HKU-BAL / Clair3

Clair3 - Symphonizing pileup and full-alignment for high-performance long-read variant calling
246 stars 27 forks source link

Very slow processing of low-quality chrX variants with full-alignment model #332

Closed esraaelmligy closed 2 months ago

esraaelmligy commented 3 months ago

Greetings, I have been using the Clair3 docker image for months, and i never ran into the issue of the models being stuck or performing too slow while processing a chunk, but this week while trying to rerun a dataset, the full alignment model seemed to be very slow when it starts on low quality chromosomes, it ran for 4 days and seemed to be nowhere near finishing, each chunk took about more than 90 minutes to finish.

I terminated the job because something seemed abnormal, and when i re-ran it, the slow processing started only at chromosome X chunks.

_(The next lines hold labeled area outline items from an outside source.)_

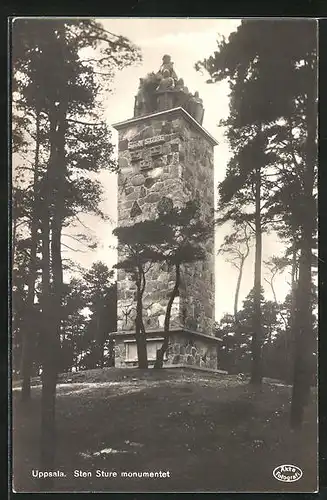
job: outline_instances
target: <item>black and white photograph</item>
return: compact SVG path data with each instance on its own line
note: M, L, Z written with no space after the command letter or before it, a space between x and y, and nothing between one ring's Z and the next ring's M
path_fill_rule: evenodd
M10 29L12 491L318 491L318 22Z

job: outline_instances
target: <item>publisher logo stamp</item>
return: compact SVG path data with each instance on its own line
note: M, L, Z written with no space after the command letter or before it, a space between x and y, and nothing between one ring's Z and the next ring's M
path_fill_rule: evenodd
M279 465L273 470L273 476L283 483L294 483L301 479L303 472L296 465Z

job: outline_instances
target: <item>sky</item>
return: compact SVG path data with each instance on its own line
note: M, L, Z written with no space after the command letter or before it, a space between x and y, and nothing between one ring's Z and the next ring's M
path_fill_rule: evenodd
M228 116L229 87L226 82L207 84L208 75L197 72L194 65L197 61L209 57L217 48L217 39L228 37L237 29L240 19L170 19L170 18L114 18L99 19L110 32L121 34L136 44L142 53L142 63L125 68L117 73L112 92L105 97L103 105L105 118L111 126L114 123L132 118L134 96L137 93L139 78L151 71L158 71L162 56L170 54L174 68L179 78L184 79L185 85L191 92L199 91L205 108L203 127L218 141L215 147L215 184L223 180L226 166L231 152L224 138L223 130L218 126L222 118ZM117 143L117 133L113 129L113 140ZM115 239L112 230L117 217L117 178L113 174L103 172L100 180L105 189L102 208L112 219L112 223L101 222L95 217L85 216L83 221L91 228L91 232L98 240L96 250L86 253L75 253L74 260L85 267L101 260L109 267L115 264L117 254ZM216 251L228 233L228 225L217 230ZM272 255L281 255L283 246L274 234L263 238L263 260ZM68 252L69 253L69 252ZM72 255L68 255L72 257ZM242 300L253 287L254 252L251 251L244 267L243 282L240 290L240 305ZM267 299L273 299L269 285L264 281L263 286ZM268 274L267 274L268 276ZM217 256L215 263L216 288L216 320L224 313L233 311L234 293L237 280L237 271L225 262L222 256ZM289 290L287 275L276 278L275 290L277 299L283 300Z

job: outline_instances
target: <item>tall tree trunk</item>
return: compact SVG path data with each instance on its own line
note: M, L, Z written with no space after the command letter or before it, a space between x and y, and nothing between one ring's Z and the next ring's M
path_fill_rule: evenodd
M171 309L173 306L173 302L174 302L174 300L177 297L178 292L179 292L179 285L180 285L180 278L181 278L180 263L179 262L175 266L175 272L176 272L175 285L174 285L174 288L172 289L172 292L170 294L168 304L167 304L166 314L165 314L164 340L163 340L163 343L162 343L162 346L160 347L160 349L157 350L157 359L156 359L155 364L154 364L154 368L156 368L156 369L160 369L163 367L164 355L165 355L165 352L167 351L168 345L169 345L169 326L170 326Z
M138 278L136 283L136 320L135 339L137 348L138 367L147 369L148 354L146 349L146 334L143 323L143 293L145 290L145 276L141 266L138 267Z
M311 61L312 63L312 61ZM308 66L310 62L307 63ZM313 196L316 167L316 130L317 106L316 86L308 91L307 96L307 140L305 172L303 178L303 223L299 280L295 310L295 360L293 391L291 403L291 427L301 427L304 408L308 402L311 386L310 357L313 355L313 318L312 318L312 248L315 232L316 205Z
M252 370L250 383L260 385L262 382L262 325L261 325L261 169L256 167L255 179L255 267L254 267L254 314L252 332Z
M56 378L53 366L53 354L56 346L52 335L52 308L50 293L50 208L49 193L44 193L44 210L42 212L42 395L41 395L41 436L40 466L51 470L55 454L55 387ZM49 468L50 467L50 468ZM42 481L40 489L50 489L52 480Z
M238 312L238 299L240 296L240 288L241 288L241 283L242 283L242 276L243 276L243 268L244 268L244 262L245 262L246 257L242 256L241 262L240 262L240 267L238 270L238 277L237 277L237 282L236 282L236 290L235 290L235 296L234 296L234 319L235 323L237 324L237 312Z
M31 374L33 367L33 352L35 344L35 282L37 278L36 253L38 244L38 181L39 181L39 153L40 153L40 112L36 112L36 133L35 133L35 156L34 156L34 178L33 178L33 203L31 213L31 249L30 265L28 273L25 329L23 332L21 375L22 375L22 401L29 401L31 398Z
M61 228L64 209L63 182L65 178L65 131L67 106L61 102L59 108L50 111L50 159L47 178L47 213L51 219L51 265L52 289L50 290L50 266L47 269L49 293L46 302L43 339L42 397L41 397L41 449L43 469L53 470L56 456L56 385L60 360L60 336L63 293L63 271L61 259ZM47 241L49 243L47 227ZM42 481L43 488L51 490L53 479Z

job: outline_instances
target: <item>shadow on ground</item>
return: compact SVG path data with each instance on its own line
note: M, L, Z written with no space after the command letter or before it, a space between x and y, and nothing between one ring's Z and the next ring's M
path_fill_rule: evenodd
M37 491L41 387L13 400L16 491ZM56 491L315 491L315 396L303 429L288 424L290 388L261 392L236 377L182 370L90 370L63 375L57 397ZM272 475L303 470L297 483ZM75 477L76 472L91 477ZM97 472L100 471L100 472ZM166 477L128 477L130 473ZM97 477L115 472L117 477ZM126 473L122 476L122 473ZM169 477L167 477L169 473ZM75 475L74 475L75 474Z

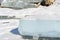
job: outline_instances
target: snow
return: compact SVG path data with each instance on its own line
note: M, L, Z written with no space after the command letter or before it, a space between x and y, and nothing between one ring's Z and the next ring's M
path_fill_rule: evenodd
M25 18L27 15L35 15L37 18L42 17L43 19L60 20L60 4L54 3L49 7L40 6L38 8L27 8L20 10L0 8L0 15L16 16L16 18ZM18 32L15 33L15 30L17 30L19 25L19 20L20 19L0 19L0 40L24 40Z

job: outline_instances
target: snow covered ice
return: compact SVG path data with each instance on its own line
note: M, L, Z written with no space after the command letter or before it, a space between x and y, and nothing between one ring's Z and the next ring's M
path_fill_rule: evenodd
M23 19L25 18L26 15L40 15L39 18L41 18L43 15L42 17L43 19L45 18L52 20L53 19L60 20L60 4L54 3L49 7L40 6L38 8L27 8L22 10L0 8L0 15L16 16L17 18L19 17ZM11 32L12 30L18 28L19 20L18 19L0 20L0 40L24 40L20 35L15 35L14 33Z

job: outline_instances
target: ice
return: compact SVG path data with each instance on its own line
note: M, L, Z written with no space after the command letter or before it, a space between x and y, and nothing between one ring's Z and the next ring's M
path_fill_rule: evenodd
M23 20L23 19L27 19L27 20L35 20L35 19L60 20L60 4L58 4L59 1L57 1L57 4L54 3L53 5L51 5L49 7L40 6L38 8L27 8L27 9L20 9L20 10L14 10L14 9L10 9L10 8L0 8L0 15L7 15L7 16L14 15L16 17L21 18L21 20ZM59 22L60 21L58 21L58 23ZM44 36L48 35L51 37L52 35L53 36L55 35L54 33L56 33L56 35L58 36L60 34L59 24L57 24L58 27L54 27L55 29L57 28L56 30L58 30L58 31L49 31L49 32L43 33ZM20 39L23 40L23 38L21 38L20 35L15 35L10 32L11 30L18 28L18 25L19 25L19 21L15 20L15 19L14 20L9 20L9 19L0 20L0 40L20 40ZM52 28L52 27L50 27L50 28ZM52 32L52 34L50 32Z

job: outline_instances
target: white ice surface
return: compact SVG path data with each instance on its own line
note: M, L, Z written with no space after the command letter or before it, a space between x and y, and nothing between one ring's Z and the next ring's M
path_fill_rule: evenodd
M22 10L13 10L9 8L0 8L0 15L24 17L25 15L40 14L50 16L50 18L60 18L60 4L53 4L49 7L28 8ZM48 17L47 16L47 17ZM40 17L40 16L39 16ZM46 18L46 16L44 16ZM53 19L52 18L52 19ZM7 22L7 23L6 23ZM10 22L10 23L9 23ZM19 20L0 20L0 40L23 40L20 35L15 35L10 31L18 27Z

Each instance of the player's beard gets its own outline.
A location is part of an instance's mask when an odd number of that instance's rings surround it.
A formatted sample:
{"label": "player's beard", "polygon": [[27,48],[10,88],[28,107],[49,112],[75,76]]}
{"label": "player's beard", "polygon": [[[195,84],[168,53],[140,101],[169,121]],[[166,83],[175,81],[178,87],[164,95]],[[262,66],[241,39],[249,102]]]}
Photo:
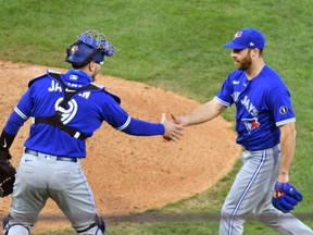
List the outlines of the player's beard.
{"label": "player's beard", "polygon": [[242,60],[238,63],[237,67],[238,70],[247,71],[249,70],[251,64],[252,64],[252,59],[250,57],[250,50],[249,50],[248,54],[245,58],[242,58]]}

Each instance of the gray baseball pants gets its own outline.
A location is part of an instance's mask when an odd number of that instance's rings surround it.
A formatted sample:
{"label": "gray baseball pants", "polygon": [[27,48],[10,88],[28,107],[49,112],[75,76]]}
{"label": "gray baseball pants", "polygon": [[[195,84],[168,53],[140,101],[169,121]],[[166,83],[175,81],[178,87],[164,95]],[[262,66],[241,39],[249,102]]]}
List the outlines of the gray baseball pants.
{"label": "gray baseball pants", "polygon": [[[57,161],[53,156],[24,153],[16,173],[9,224],[21,224],[32,232],[49,198],[55,201],[76,231],[95,224],[93,196],[80,161]],[[12,232],[10,230],[9,234]]]}

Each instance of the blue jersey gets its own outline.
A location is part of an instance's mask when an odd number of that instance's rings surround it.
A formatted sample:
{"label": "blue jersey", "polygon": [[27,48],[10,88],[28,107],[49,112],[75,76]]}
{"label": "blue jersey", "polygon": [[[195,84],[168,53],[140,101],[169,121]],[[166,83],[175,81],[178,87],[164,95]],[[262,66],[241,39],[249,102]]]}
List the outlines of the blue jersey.
{"label": "blue jersey", "polygon": [[226,107],[236,104],[237,143],[249,150],[279,144],[278,126],[296,121],[289,90],[268,65],[251,81],[246,71],[231,72],[214,99]]}
{"label": "blue jersey", "polygon": [[[61,77],[73,89],[85,87],[92,82],[88,74],[79,70],[70,70],[66,74],[61,74]],[[63,87],[49,73],[30,81],[28,86],[4,126],[4,131],[11,135],[16,135],[20,127],[30,116],[53,115],[63,100]],[[92,136],[103,121],[129,135],[151,136],[163,135],[165,132],[161,123],[150,123],[132,118],[120,106],[120,98],[107,91],[102,86],[96,90],[83,90],[74,95],[61,120],[63,124],[88,137]],[[57,126],[45,123],[30,126],[29,137],[24,145],[26,148],[49,154],[86,157],[85,139],[74,138]]]}

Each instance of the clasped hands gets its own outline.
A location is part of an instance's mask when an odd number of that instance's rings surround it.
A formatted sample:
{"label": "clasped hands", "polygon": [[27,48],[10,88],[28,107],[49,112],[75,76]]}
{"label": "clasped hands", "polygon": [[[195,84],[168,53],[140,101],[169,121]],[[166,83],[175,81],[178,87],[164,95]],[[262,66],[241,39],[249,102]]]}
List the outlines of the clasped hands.
{"label": "clasped hands", "polygon": [[161,123],[164,125],[165,133],[163,134],[164,141],[176,141],[179,140],[183,136],[183,123],[179,119],[175,119],[173,114],[171,114],[173,122],[170,122],[166,119],[166,114],[162,113]]}

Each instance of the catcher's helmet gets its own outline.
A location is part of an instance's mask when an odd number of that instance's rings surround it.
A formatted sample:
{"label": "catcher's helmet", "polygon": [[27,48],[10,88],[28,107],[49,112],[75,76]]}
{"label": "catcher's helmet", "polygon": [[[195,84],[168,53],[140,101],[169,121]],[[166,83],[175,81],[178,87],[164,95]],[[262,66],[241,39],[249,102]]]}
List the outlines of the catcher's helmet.
{"label": "catcher's helmet", "polygon": [[103,34],[87,30],[67,48],[65,61],[76,65],[86,65],[90,61],[104,62],[104,55],[112,57],[115,51]]}

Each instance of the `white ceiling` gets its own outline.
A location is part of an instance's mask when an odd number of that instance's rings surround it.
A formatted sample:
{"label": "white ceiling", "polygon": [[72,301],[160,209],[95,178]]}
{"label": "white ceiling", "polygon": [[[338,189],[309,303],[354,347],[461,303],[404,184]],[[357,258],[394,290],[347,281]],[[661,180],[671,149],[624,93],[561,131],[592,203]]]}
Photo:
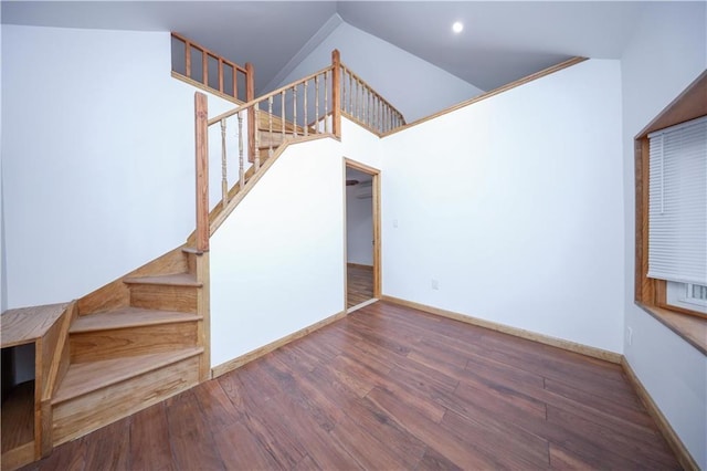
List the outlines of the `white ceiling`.
{"label": "white ceiling", "polygon": [[[652,4],[4,0],[1,14],[7,24],[176,31],[238,63],[252,62],[258,91],[300,50],[313,50],[324,39],[317,32],[338,14],[472,85],[492,90],[574,55],[621,57],[637,18]],[[465,29],[455,35],[451,24],[457,20]]]}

I do not really know what seems to be causing this strange performance, it is to note that i purged all of my unused docker containers at the beginning of the week because they were taking about half of my space, could that be the issue? Or is it something do with the model or sample itself?

Commnad: docker run -v $(pwd):$(pwd) -w $(pwd) hkubal/clair3:latest /opt/bin/run_clair3.sh --bam_fn mapped.bam --ref_fn GRCh38_full_analysis_set_plus_decoy_hla.fa --threads 16 --model_path /opt/models/ont --platform ont --output Clair3/

zhengzhenxian commented 3 months ago

Hi @esraaelmligy,

We might need more details on the runtime issue. Could you share the logs ${OUPUT_DIR}/run_clair3.log and ${OUPUT_DIR}/log or send them to my email zxzheng@cs.hku.hk ? Thanks.

esraaelmligy commented 3 months ago

Yes sure, here is the link to all of the log files: Drive Link

zhengzhenxian commented 3 months ago

@esraaelmligy

Thanks for the logs.

It seems there is some stack overflow issue that blocks the process from completing. We have some fixes in our v1.0.6 and v1.0.7 releases. Could you delete your local image and re-pull our latest docker image(v1.0.10)? Pls let us know if the issue persists, thanks.